Although financial abuse is the most common form of elder abuse, relatively few Canadians are taking steps to prevent it, according to a new survey.
The majority (81%) of Canadians recognize that when financial elder abuse occurs, it’s usually perpetrated by someone close to the victim, a new survey from the Canadian Securities Administrators (CSA) has found.
Despite this recognition, 91% of survey respondents who had an older adult in their lives said they faced barriers that prevented them from discussing financial matters with their elders.
Thirty-eight per cent of respondents said they believed their loved ones had their finances under control, while 37% said it wasn’t their place to talk finances with their elders. Another 30% said finances don’t come up in conversation.

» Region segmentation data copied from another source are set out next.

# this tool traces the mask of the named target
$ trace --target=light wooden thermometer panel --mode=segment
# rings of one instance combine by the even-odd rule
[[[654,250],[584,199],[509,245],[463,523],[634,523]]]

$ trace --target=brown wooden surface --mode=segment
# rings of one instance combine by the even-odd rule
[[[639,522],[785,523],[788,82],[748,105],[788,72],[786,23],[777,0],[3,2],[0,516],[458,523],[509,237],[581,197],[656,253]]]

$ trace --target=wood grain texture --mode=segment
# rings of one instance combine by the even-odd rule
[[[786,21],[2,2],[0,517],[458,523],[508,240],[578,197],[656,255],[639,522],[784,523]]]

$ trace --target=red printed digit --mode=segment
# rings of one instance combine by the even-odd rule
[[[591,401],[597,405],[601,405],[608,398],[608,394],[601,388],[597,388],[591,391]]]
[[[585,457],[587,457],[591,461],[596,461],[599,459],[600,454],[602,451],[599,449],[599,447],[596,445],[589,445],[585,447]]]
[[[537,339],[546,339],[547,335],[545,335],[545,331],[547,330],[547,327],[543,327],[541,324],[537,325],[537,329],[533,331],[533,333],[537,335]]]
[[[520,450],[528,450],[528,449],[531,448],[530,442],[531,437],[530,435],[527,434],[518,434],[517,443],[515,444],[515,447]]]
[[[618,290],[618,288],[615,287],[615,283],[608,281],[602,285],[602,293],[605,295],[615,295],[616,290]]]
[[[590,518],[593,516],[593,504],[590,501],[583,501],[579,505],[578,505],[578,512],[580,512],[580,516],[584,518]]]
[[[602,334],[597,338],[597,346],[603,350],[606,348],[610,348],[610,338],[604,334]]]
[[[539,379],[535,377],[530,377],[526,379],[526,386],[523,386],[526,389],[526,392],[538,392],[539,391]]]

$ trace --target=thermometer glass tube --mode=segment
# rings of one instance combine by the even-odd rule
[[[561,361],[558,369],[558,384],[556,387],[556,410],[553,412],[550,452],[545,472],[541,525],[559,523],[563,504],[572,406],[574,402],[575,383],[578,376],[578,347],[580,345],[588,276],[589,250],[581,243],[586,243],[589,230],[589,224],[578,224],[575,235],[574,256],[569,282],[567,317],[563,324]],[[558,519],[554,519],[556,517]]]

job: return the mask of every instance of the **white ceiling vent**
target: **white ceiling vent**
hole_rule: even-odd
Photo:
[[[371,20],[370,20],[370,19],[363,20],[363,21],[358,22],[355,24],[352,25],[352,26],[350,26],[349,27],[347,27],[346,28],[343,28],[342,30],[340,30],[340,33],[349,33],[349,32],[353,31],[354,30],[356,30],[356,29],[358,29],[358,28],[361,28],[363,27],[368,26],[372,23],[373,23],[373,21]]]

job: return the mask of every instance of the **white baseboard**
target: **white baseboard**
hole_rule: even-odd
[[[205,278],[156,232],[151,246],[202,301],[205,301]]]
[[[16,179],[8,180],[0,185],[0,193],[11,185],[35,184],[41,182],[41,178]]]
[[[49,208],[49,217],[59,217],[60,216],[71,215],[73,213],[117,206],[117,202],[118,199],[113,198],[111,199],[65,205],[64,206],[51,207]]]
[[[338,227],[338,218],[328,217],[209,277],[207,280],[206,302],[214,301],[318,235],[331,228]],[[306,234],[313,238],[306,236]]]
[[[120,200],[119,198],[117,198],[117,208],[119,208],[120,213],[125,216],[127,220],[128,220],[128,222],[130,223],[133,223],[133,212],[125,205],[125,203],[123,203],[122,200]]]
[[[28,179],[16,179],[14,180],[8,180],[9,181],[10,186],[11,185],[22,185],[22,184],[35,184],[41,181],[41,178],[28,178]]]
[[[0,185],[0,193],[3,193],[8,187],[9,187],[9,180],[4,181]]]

The CSA reported that 29% of respondents said they knew a victim of financial elder abuse, but only 47% knew where to report a case of abuse. Forty-two per cent said they wouldn’t recognize signs of financial elder abuse.
To prevent elder abuse, the CSA recommended talking to older adults about their finances, learning to recognize investment scams, taking the time to investigate sales pitches about new investment opportunities and reporting investment frauds to securities regulators.

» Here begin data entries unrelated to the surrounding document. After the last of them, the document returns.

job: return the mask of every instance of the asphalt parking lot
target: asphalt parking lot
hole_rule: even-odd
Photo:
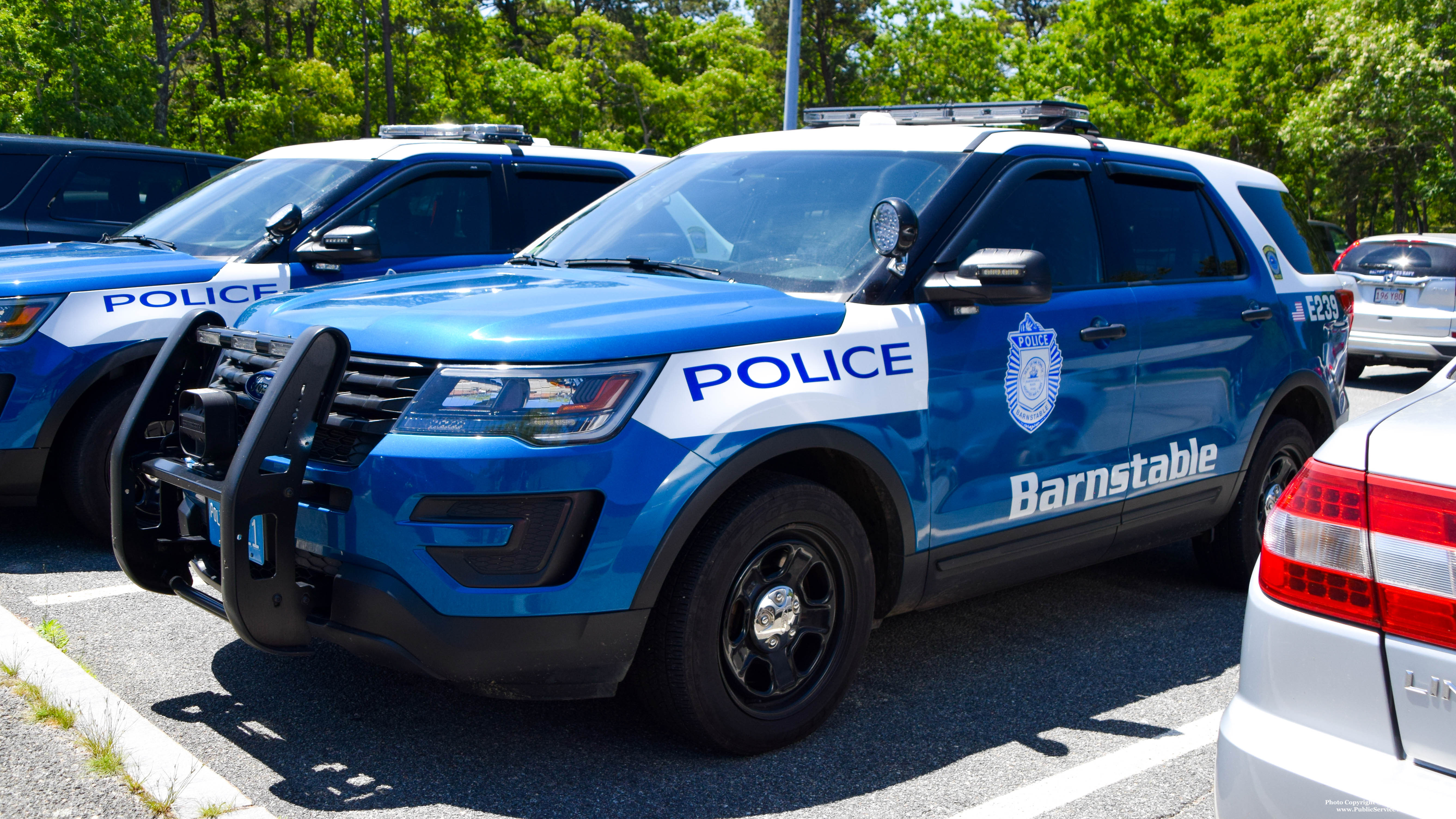
[[[1427,377],[1369,368],[1353,415]],[[887,620],[818,733],[727,758],[662,735],[626,697],[482,700],[333,646],[274,658],[147,592],[36,605],[125,578],[58,515],[4,521],[0,604],[60,620],[98,679],[288,819],[952,816],[1216,714],[1238,687],[1243,595],[1204,580],[1181,541]],[[1204,745],[1045,816],[1211,818],[1213,764]]]

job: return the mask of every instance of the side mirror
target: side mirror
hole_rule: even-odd
[[[379,233],[367,224],[339,225],[320,239],[300,244],[298,257],[304,262],[314,262],[323,269],[331,269],[329,265],[377,262],[380,259]]]
[[[875,253],[893,259],[890,272],[897,276],[906,272],[906,253],[914,247],[914,240],[919,237],[920,220],[910,202],[890,196],[881,199],[869,212],[869,240],[875,244]]]
[[[1051,298],[1051,269],[1037,250],[984,247],[954,273],[930,273],[922,289],[927,301],[1044,304]]]
[[[303,225],[303,211],[298,209],[298,205],[288,202],[278,208],[274,215],[268,217],[268,221],[264,223],[264,230],[268,231],[268,239],[278,243],[298,233],[300,225]]]

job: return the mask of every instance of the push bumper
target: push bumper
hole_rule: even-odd
[[[1456,777],[1281,719],[1235,697],[1219,727],[1220,819],[1450,816]]]
[[[1350,333],[1350,355],[1385,356],[1392,359],[1446,361],[1456,356],[1456,339],[1433,336],[1399,336],[1395,333]]]

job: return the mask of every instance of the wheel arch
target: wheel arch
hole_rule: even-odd
[[[898,607],[903,592],[917,592],[920,578],[906,583],[906,557],[914,554],[914,516],[904,482],[869,441],[837,426],[798,426],[744,447],[705,480],[658,541],[638,583],[632,608],[657,602],[683,546],[703,516],[740,482],[757,471],[779,471],[821,483],[843,498],[869,535],[875,557],[875,617]]]

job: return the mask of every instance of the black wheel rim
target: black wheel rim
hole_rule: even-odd
[[[1259,535],[1264,534],[1264,524],[1268,521],[1270,512],[1274,511],[1274,503],[1278,496],[1284,493],[1284,487],[1289,482],[1294,480],[1299,468],[1305,466],[1305,455],[1294,448],[1293,444],[1286,444],[1274,452],[1270,460],[1270,468],[1264,471],[1264,483],[1259,486]]]
[[[843,575],[828,537],[807,527],[764,538],[724,607],[722,672],[734,700],[760,716],[792,708],[824,676],[843,620]]]

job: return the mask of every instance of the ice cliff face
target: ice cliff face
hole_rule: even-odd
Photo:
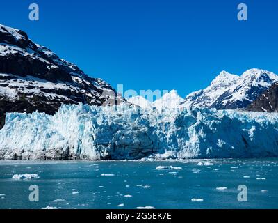
[[[63,105],[54,116],[10,113],[1,159],[124,160],[278,156],[278,115],[183,109],[145,112],[122,104]]]

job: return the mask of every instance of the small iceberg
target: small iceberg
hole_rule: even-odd
[[[124,197],[132,197],[132,195],[130,195],[130,194],[126,194],[126,195],[124,196]]]
[[[46,206],[45,208],[42,208],[42,209],[57,209],[57,207]]]
[[[199,162],[197,164],[197,166],[213,166],[214,164],[212,162]]]
[[[204,199],[200,198],[193,198],[191,199],[192,202],[203,202]]]
[[[12,177],[14,180],[29,180],[29,179],[38,179],[40,177],[37,174],[15,174]]]
[[[228,188],[225,187],[216,187],[216,190],[227,190]]]
[[[65,201],[64,199],[56,199],[56,200],[53,201],[52,202],[58,203],[58,202],[63,202],[63,201]]]
[[[158,166],[156,168],[156,169],[163,170],[163,169],[181,169],[181,167],[173,167],[173,166]]]
[[[153,206],[145,206],[145,207],[137,207],[137,209],[156,209]]]
[[[115,176],[115,174],[101,174],[102,176]]]

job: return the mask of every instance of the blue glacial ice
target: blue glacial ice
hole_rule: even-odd
[[[278,114],[128,105],[63,105],[54,116],[10,113],[0,159],[134,160],[278,156]]]

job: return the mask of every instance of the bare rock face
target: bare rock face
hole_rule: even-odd
[[[104,80],[34,43],[25,32],[0,24],[0,128],[6,112],[54,114],[62,104],[123,101]]]
[[[278,84],[275,84],[254,101],[247,110],[253,112],[278,112]]]

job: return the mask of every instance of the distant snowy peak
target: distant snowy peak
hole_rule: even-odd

“Older Canadians are particularly susceptible to financial exploitation and fraud,” CSA chair Louis Morisset said in a statement. “Checking in regularly with the older adults in our lives about their finances – no matter their financial situation – is critical to raise awareness of financial abuse and ultimately help prevent it.”
The CSA also outlined the efforts provincial securities regulators are making to combat elder abuse. For further details, read the CSA’s release.
The CSA commissioned Edelman to conduct an online survey in collaboration with Angus Reid of 1,500 adults in Canada from May 17 to May 18, 2021. Online surveys cannot be assigned a margin of error because they do not randomly sample the population.